Released On: December 12, 2011
The Bureau of Reclamation selected Mike Strombach, mechanical engineer, as the Pacific Northwest Region's Engineer of the Year for his efforts at introducing innovation and efficiency at Grand Coulee Dam located on the Columbia River in eastern Washington.
Strombach was recognized for his proactive approach to increasing operation efficiencies, improving safety throughout the Grand Coulee Project, and setting the standard for professionalism in the engineering organization.
"Innovation, personal creativity, breath of knowledge, and versatility are often used to describe mechanical engineers, and Mike Strombach exemplifies these traits in his work at Grand Coulee Dam," said Karl Wirkus, Pacific Northwest Regional Director.
In addition, Strombach developed a training session for incoming mechanical apprentices to improve their overall preventive maintenance skills. He is noted for inventing vortex generator/cavitation avoidance devices which are being tested inside scroll cases and turbine runners at the dam.
"Vortex generators are small fins, specially placed in a water flow path which causes the water to swirl. This action decreases the destructive effects of cavitation which erodes metal," explained Strombach.
His skills have attributed to the operational effectiveness of critical equipment such as pumps, motors, and compressors by analyzing equipment performance using vibration analysis, according to Doug Anderson, Supervisory Mechanical Engineer.
"Mike is unique in his ability to move cleanly and efficiently from problem identification to solution development no matter the complexity of the problem or size of the project," said Anderson.
Strombach is an active volunteer for community events and educational causes throughout the state. He and his wife, Sara, live in Electric City, Wash. They have four children and six grandchildren. During his free time, he enjoys music, reading up on current events, and discussing topics related to science and mathematics.

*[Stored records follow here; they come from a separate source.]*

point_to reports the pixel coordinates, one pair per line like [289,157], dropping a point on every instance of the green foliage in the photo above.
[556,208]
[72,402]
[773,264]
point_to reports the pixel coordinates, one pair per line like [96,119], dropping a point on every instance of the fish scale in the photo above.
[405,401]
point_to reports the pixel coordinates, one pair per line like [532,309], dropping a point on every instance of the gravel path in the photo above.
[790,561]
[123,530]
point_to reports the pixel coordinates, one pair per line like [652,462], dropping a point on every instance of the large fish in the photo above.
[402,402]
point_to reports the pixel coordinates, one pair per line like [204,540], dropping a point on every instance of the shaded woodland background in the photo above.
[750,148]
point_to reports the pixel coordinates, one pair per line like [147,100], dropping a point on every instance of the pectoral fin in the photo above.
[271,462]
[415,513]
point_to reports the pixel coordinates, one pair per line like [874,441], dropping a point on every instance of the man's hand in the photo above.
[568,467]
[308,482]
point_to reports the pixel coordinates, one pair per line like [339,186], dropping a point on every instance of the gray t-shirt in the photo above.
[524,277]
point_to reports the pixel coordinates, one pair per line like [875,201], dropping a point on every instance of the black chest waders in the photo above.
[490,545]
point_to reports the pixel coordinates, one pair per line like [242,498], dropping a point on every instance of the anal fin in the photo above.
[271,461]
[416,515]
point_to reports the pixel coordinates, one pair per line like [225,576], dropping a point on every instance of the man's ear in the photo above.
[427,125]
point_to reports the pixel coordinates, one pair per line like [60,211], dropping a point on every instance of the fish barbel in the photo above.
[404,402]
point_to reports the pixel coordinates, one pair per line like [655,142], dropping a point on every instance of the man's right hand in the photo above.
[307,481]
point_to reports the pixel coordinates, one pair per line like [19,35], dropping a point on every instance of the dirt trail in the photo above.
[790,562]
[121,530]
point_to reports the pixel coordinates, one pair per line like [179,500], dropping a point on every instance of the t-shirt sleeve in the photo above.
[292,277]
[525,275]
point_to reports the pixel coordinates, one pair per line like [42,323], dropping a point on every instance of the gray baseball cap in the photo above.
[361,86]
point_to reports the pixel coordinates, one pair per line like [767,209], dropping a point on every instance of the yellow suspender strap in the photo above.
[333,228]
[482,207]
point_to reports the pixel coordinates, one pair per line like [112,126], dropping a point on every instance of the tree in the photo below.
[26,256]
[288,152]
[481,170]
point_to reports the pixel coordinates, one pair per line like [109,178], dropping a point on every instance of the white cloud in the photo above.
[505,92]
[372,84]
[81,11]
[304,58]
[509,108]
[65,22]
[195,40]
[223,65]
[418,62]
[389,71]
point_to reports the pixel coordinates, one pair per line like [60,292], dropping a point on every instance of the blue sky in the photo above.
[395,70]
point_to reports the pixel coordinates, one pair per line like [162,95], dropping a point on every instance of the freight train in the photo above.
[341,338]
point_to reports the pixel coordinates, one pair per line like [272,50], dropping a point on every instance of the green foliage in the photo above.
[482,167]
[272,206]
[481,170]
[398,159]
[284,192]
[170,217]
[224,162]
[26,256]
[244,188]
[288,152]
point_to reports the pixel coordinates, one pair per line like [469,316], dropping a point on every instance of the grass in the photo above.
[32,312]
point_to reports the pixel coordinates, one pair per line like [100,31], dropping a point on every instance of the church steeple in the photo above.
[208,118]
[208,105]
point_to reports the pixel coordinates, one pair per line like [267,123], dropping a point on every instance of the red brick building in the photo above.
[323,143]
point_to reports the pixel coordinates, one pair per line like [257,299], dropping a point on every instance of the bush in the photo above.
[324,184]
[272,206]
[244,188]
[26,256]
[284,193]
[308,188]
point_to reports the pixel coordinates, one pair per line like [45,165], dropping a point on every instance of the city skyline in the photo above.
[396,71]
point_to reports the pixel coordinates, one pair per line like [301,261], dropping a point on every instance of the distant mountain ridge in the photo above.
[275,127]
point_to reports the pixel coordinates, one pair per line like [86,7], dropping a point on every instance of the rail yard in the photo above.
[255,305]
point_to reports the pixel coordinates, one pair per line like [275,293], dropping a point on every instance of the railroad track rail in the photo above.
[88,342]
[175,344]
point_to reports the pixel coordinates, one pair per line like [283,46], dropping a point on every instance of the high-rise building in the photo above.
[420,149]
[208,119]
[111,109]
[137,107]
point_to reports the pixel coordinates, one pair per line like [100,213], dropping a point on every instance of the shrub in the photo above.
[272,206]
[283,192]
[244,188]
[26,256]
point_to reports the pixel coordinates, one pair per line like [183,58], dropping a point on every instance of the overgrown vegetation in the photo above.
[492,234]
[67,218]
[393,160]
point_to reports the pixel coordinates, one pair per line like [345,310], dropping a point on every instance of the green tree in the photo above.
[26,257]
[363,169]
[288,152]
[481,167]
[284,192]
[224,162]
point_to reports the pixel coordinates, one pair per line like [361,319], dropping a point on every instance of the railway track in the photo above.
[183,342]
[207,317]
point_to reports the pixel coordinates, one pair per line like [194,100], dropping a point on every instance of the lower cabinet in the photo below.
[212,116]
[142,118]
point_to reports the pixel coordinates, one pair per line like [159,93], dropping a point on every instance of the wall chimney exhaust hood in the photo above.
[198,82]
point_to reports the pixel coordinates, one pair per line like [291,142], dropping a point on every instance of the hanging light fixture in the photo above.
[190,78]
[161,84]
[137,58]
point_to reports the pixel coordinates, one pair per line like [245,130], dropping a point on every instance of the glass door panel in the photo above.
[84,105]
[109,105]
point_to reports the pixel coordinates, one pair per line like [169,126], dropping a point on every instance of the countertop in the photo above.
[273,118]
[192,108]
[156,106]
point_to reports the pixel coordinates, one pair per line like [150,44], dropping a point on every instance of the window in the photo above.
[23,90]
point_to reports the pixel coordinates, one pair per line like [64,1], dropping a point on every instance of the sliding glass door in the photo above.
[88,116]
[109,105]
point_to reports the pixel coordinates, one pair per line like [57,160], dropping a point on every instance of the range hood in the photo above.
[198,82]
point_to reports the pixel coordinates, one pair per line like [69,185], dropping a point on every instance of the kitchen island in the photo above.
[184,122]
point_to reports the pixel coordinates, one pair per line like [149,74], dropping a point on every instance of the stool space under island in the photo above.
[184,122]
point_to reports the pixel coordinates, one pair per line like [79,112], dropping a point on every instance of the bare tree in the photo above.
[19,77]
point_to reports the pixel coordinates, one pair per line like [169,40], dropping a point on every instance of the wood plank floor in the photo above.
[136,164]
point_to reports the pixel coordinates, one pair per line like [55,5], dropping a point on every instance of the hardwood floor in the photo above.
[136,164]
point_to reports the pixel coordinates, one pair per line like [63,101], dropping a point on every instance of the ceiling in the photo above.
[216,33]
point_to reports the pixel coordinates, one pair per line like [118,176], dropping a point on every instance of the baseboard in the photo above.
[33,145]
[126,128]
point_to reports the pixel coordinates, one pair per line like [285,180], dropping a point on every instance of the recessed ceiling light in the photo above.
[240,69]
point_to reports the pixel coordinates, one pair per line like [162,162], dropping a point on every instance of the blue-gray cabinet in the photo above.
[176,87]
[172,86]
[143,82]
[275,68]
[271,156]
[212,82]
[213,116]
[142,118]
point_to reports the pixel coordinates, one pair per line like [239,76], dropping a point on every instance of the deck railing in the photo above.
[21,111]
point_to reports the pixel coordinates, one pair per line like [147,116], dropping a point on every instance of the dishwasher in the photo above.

Grand Coulee Dam, completed in 1941, is a multi-purpose facility and a key feature of Reclamation's Columbia Basin Project. Power facilities at Grand Coulee Dam include 33 generators in three power plants, a pumping plant and three switchyards. The Project's rated electrical capacity is 6,809,000 kilowatts; making it the largest hydroelectric dam in the U.S., which also provides water to about 600,000 acres in the Columbia Basin Project.